We, the human race that is, tend to operate on a “deserve-it” philosophy. People get what they deserve. It’s a comfortable philosophy because it can be managed. It is “fair.”
We see it in all aspects of our thought and culture from the way we parent to the way we throw around the word karma, and even in our Christmas songs (see: Santa Claus is Coming to Town). We make decisions about who to give to, who to withhold from, and who to root for based on this deserve-it philosophy.
We even want a God who operates on the deserve-it philosophy because if we don’t control the outcomes, at least he does, and perhaps we can get him to give us what we want if we can prove we deserve it.
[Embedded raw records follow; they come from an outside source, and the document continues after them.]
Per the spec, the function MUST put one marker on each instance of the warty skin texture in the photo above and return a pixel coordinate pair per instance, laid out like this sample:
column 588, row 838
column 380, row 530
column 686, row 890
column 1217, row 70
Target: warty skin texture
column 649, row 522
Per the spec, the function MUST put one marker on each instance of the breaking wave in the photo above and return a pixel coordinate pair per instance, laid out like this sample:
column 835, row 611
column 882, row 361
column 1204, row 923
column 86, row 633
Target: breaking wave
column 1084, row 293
I learned this pretty early on in Sunday school. The parable of the talent. My take-away was: if you want stuff from God, you gotta prove you deserve it. (Hey kids, here’s how to manipulate God.)
I mean let’s face it, this deserve-it principle feeds right into our need for control—it provides a sense of order in chaos. It works for do-gooder liberals and boot-strap capitalists alike. This whole rain and sun shining on the righteous and unrighteous can really pose a problem for us, though.
Those of us who live with longings that seem out of reach (all of us?) can find this all quite confusing. My inner dialogue goes a little like this… You don’t have what you desire because you haven’t been faithful with what you have now. You don’t deserve it. You’re not worthy of it. God would give it to you if you could prove how worthy you are. Make better decisions, love more, be less selfish, be more faithful, deny your base desires. Work. Work. Work.
And I lose site of relationship. I lose site of a God who is committed to me. Of a God who sees. A God who wants to meet me in my longing.
Because the truth is, the waiting, the longing is not punitive. It is the reality of living in the tension of now and not yet. The reality of two kingdoms. Longing awakens us to reality and calls us to relationship. We have to thirst. We have to hunger. It’s not going away. Not fully.
To live is to long. The problem comes when we try to explain our longing with the deserve-it mindset. The behavioral therapist and life coach in me wants life to operate on an absolute sow/reap principle, so that there is no mess, all can be fixed up with the right behavior, and everyone gets just what they deserve. But it is not so. There is mystery in life. There is longing.
Sowing and reaping can guide us, but it cannot explain life and grace and God. The haves and the have-nots. The rain on oversaturated land. The sun on already scorched earth. The barren. The hungry. The waiting.
It is in these things, He calls to us, and not because we deserve it. Because of grace.
So, rather than carrying around a burden of shame for not having, rather than work work work to find our way out of the waiting, we need to lean into it. Let our longing lead us to relationship. Let it draw us to a God who is committed to us and on whom our hopes are anchored.